Question

If a party of $n$ persons sit at a round table, then the odds against two specified individuals sitting next to each other are
1. $2:(n - 3)$
2. $(n - 3):2$
3. $(n - 2):2$
4. $2:(n - 2)$

Answer 1

In the given question, we need to find the odds against two specified individuals sitting next to each other. The odds are defined as the probability that the event will occur divided by the probability that the event will not occur. At first, we will find the probability of two persons sitting together or the probability of the event $A$ occurring. For this, we will find the total number of outcomes i.e., number of all possible outcomes, $n\left( S \right)$ and the number of favorable outcomes i.e., number of ways of event $A$ occurring, $n\left( A \right)$. Then the probability of the event $A$ occurring is given by $P\left( A \right) = \dfrac{{n\left( A \right)}}{{n\left( S \right)}}$.
After this, we will find the probability of two persons not sitting together by using $P\left( {A'} \right) = 1 - P\left( A \right)$ where, $P\left( {A'} \right)$ is the probability of the event not occurring.
Then, we will find the odds against the event $A = \dfrac{{P\left( A \right)}}{{P\left( {A'} \right)}}$.

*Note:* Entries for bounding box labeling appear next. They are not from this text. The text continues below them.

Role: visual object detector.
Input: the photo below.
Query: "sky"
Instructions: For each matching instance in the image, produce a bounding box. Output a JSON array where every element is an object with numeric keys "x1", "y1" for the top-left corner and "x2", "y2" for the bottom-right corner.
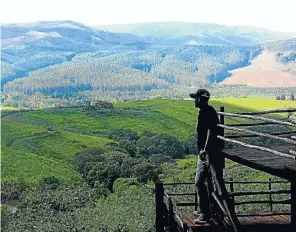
[{"x1": 0, "y1": 0, "x2": 296, "y2": 32}]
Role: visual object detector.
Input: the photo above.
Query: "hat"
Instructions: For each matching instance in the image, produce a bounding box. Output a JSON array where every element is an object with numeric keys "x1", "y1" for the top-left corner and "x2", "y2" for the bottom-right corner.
[{"x1": 189, "y1": 89, "x2": 210, "y2": 100}]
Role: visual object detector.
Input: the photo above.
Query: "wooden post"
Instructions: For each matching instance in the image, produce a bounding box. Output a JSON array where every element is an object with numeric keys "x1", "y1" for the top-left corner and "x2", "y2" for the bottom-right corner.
[
  {"x1": 230, "y1": 178, "x2": 234, "y2": 204},
  {"x1": 268, "y1": 177, "x2": 273, "y2": 212},
  {"x1": 291, "y1": 178, "x2": 296, "y2": 227},
  {"x1": 194, "y1": 188, "x2": 198, "y2": 211},
  {"x1": 168, "y1": 197, "x2": 175, "y2": 232},
  {"x1": 220, "y1": 106, "x2": 225, "y2": 149},
  {"x1": 155, "y1": 181, "x2": 164, "y2": 232}
]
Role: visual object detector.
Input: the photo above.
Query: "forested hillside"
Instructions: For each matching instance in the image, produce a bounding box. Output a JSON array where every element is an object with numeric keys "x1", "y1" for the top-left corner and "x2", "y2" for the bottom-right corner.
[
  {"x1": 1, "y1": 98, "x2": 296, "y2": 232},
  {"x1": 1, "y1": 21, "x2": 296, "y2": 108}
]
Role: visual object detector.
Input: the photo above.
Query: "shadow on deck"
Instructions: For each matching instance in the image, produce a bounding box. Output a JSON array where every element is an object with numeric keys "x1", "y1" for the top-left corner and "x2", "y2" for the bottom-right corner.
[{"x1": 185, "y1": 215, "x2": 293, "y2": 232}]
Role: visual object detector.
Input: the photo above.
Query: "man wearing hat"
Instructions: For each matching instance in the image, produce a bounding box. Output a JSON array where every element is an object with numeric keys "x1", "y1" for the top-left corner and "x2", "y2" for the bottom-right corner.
[{"x1": 190, "y1": 89, "x2": 224, "y2": 223}]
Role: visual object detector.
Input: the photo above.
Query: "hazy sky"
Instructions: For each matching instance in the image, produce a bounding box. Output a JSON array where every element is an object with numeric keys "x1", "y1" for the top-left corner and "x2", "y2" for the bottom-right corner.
[{"x1": 0, "y1": 0, "x2": 296, "y2": 32}]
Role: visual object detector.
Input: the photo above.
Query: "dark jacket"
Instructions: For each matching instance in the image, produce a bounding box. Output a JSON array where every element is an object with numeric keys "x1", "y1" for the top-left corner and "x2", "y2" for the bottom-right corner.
[{"x1": 197, "y1": 105, "x2": 224, "y2": 166}]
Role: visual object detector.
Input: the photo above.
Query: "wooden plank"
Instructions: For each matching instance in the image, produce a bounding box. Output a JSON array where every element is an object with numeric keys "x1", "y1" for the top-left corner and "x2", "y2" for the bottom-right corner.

Complete step-by-step solution:
Here, we are given that $n$ persons are seated at the round table. Therefore, the total number of ways in which these $n$ persons can sit along the round table are, $n\left( S \right) = \left( {n - 1} \right)!$ ways.
Now, we are given that two particular persons sit together so considering these two persons as one. There will be only $n - 1$ persons and these $n - 1$ can be seated along the round table by
$\Rightarrow \left( {\left( {n - 1} \right) - 1} \right)!$ ways
$\Rightarrow \left( {n - 1 - 1} \right)!$ ways
On addition of negative terms we get,
$\Rightarrow \left( {n - 2} \right)!$ ways
As mentioned in the question two specified individuals sitting next to each other. So these two particular persons can arrange themselves by $2!$ ways.
Therefore, the total numbers of favorable outcomes $P\left( A \right) = \left( {n - 2} \right)! \times 2!$ ways.
So, the probability of two persons sitting together is;
$P\left( A \right) = \dfrac{{n\left( A \right)}}{{n\left( S \right)}}$
On substituting the values, we get
$\Rightarrow P\left( A \right) = \dfrac{{\left( {n - 2} \right)!2!}}{{\left( {n - 1} \right)!}}$
We know that, $\left( {n - 1} \right)!$ can be written as $\left( {n - 1} \right)\left( {n - 2} \right)!$
$\Rightarrow P\left( A \right) = \dfrac{{\left( {n - 2} \right)!2!}}{{\left( {n - 1} \right)\left( {n - 2} \right)!}}$
On cancelling out common factors, we get
$\Rightarrow P\left( A \right) = \dfrac{{2 \times 1}}{{\left( {n - 1} \right)}} = \dfrac{2}{{n - 1}}$
So the probability of two persons not sitting together is; $P\left( {A'} \right) = 1 - P\left( A \right)$
$\Rightarrow P\left( {A'} \right) = 1 - \dfrac{2}{{n - 1}}$
Take LCM on RHS.
$\Rightarrow P\left( {A'} \right) = \dfrac{{1\left( {n - 1} \right) - 2}}{{n - 1}}$
$\Rightarrow P\left( {A'} \right) = \dfrac{{n - 1 - 2}}{{n - 1}}$
On simplification, we get
$\Rightarrow P\left( {A'} \right) = \dfrac{{n - 3}}{{n - 1}}$
So the odds the event $A$ is = $\dfrac{{P\left( {A'} \right)}}{{P\left( A \right)}}$
$=\dfrac{{\dfrac{{n - 3}}{{n - 1}}}}{{\dfrac{2}{{n - 1}}}}$
It can also be written as,
$= \dfrac{{n - 3}}{{n - 1}} \times \dfrac{{n - 1}}{2}$
On cancelling out common factors, we get
$= \dfrac{{n - 3}}{2}$
$= \left( {n - 3} \right):2$
Thus, the odds against two specified individuals sitting next to each other are $\left( {n - 3} \right):2$.
Therefore, the correct option is 2.

Note: Remember to calculate the number of ways specified individuals sitting next to each other because there are different ways of their sitting arrangement and multiply it to the number of ways of sitting arrangement of rest. That will be our total number of favorable outcomes. Students must be careful between odds against and odds in favor. Odds in favor of a particular event are given by the number of favorable outcomes divided by number of unfavorable outcomes. Or we can say that it is reciprocal of odds against.